We know we have to replace our engine air filter because if it gets too clogged, it will restrict air flow and reduce performance/economy. But surely, even a clean air filter obstructs air flow somewhat, so might we get better performance and economy if we removed it altogether? Would that upside be significant, and would the downsides be serious? Wesley
Air filters do restrict the intake of air, but over a large surface area so they allow more than enough to get through to maintain the essential 15:1 ratio with the fuel supply regulated by the throttle (accelerator). Although your filter fits in a modest container, if fully spread out, the fibre mesh would be the size of a bed blanket.
In normal motoring, removing a clean air filter would make no difference to performance or economy (or such a small difference you would need high-tech laboratory equipment to measure it).
What you would get more of is noise (an attractive prospect for some motorists) because the “spongey” air filter also does sound-proofing duty.
And your engine would wear out faster, because it would be ingesting the solid particulates (aka dust/dirt) kicked up from the road surface and other sources.
Our air is loaded with that detritus, even when you can’t see it. Some of it is soft or cloggy; other elements (e.g. silica) are hard and very abrasive, however small they are.
Park in a car port for a week and you’ll see what I mean. It will gather so much dust it’s hard to tell what colour the paint is!
The limit on air supply is not the filter – it is the size of the throttle chamber’s throat. That’s what motorsport modifies, to get more air and therefore allow more fuel at the correct mixture to produce noticeably more power. The word economy does not appear in the racing dictionary.
Cleaning an air filter
Air filters are made of a dense but porous mesh of fibres, arranged in mass of deep and closely spaced folded pleats to maximise their surface area.
That presents a barrier to (catches) extremely small particles while also allowing high volumes of air to pass through under suction. Put your hand (briefly) over the end of the air filter’s suction tube when the engine is running, to appreciate how determined that suction is.
Over time and distance, the captured particles start to clog the microscopic air channels between the micro fibres so the air flow is increasingly obstructed – eventually to a point where “not enough” air gets through to achieve the optimal air: fuel ratio.
Both performance and economy are compromised. And as the engine gasps for more air, it can start to pull particles through the mesh, damaging the fibres and allowing abrasive material into the engine, fouling the engine oil and thence abrasively scrubbing all the moving surfaces it is supposed to protect.
Well before that stage the air filter should be replaced. In the interim, the effective life of the filter can be extended, and some cost might be saved by cleaning the filter (once or twice in its lifetime, probably during oil change services).
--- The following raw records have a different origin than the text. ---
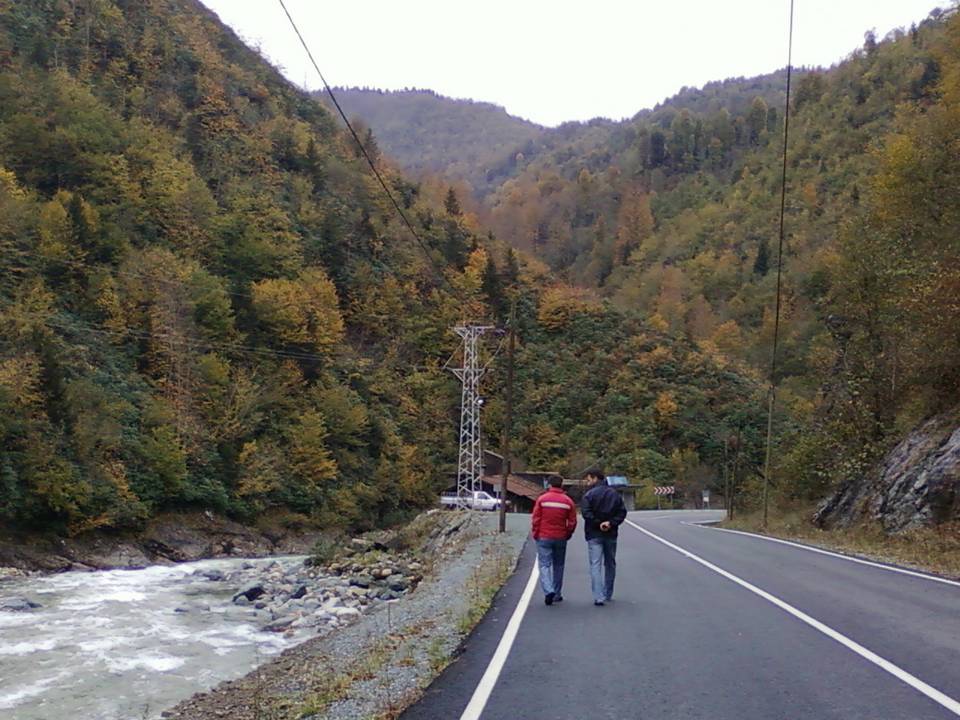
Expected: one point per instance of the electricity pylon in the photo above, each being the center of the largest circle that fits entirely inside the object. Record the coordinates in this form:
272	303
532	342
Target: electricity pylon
470	462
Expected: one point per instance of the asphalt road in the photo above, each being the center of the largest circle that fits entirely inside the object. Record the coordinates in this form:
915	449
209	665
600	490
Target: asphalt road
748	629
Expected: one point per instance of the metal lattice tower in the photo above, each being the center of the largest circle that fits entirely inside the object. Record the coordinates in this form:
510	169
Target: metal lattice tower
470	463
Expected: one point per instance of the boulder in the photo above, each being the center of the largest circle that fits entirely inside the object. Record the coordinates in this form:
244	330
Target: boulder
251	591
398	583
280	624
916	485
19	605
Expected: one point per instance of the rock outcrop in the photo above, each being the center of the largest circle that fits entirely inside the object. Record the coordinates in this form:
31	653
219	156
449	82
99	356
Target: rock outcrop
917	484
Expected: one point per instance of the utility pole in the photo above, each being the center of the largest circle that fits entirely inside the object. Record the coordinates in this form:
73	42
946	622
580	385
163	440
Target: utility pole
736	470
726	475
470	460
508	420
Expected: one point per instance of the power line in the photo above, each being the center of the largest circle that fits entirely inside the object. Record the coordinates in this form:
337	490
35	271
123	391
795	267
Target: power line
776	317
366	155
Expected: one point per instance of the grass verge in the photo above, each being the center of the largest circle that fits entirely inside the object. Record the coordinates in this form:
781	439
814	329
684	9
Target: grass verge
933	549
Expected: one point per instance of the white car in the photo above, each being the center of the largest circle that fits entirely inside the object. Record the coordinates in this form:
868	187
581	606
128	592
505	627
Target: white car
477	500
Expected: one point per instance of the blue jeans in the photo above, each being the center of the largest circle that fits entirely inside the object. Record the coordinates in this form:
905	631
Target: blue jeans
551	556
603	566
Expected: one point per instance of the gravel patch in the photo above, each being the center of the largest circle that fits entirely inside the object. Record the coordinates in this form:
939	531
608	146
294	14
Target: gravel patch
381	663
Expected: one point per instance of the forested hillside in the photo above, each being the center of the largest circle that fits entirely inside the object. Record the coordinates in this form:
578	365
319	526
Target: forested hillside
207	302
427	133
672	216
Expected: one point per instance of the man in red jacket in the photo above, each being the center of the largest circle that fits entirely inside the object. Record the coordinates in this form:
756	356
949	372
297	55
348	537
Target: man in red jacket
554	520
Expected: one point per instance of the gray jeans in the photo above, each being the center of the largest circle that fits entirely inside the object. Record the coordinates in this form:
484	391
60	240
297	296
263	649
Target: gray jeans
551	556
603	566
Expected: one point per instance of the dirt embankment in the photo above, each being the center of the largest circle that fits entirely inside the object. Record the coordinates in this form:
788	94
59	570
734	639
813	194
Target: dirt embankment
167	539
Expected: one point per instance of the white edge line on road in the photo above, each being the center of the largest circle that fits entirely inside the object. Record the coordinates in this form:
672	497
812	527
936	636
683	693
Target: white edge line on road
916	683
480	696
821	551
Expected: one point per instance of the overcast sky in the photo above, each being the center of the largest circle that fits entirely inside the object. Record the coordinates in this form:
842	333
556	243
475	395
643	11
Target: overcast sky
556	60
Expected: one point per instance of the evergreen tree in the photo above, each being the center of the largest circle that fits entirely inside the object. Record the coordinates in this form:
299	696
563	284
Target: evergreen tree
452	203
761	264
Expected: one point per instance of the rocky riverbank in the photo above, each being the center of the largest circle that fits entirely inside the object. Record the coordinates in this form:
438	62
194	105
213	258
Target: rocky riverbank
452	564
171	538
But if this is done at all, it must be done properly – in a way that removes much of the trapped dirt without (!) damaging or diminishing the integrity of the mesh of filter fibres.
For most “paper filter” types, that means no liquids. It means gentle tapping. And it means no close-range or direct high-pressure air (that will “tear” microfibres).
High-pressure air should never be aimed directly at the pleats. Place the filter on a clean surface and aim the airstream through the centre of the filter at the surface it is standing on.
A strong enough but non-damaging airstream will defect sideways through the mesh, from inside to out – you want particles to go away, not bury them deeper into the fabric.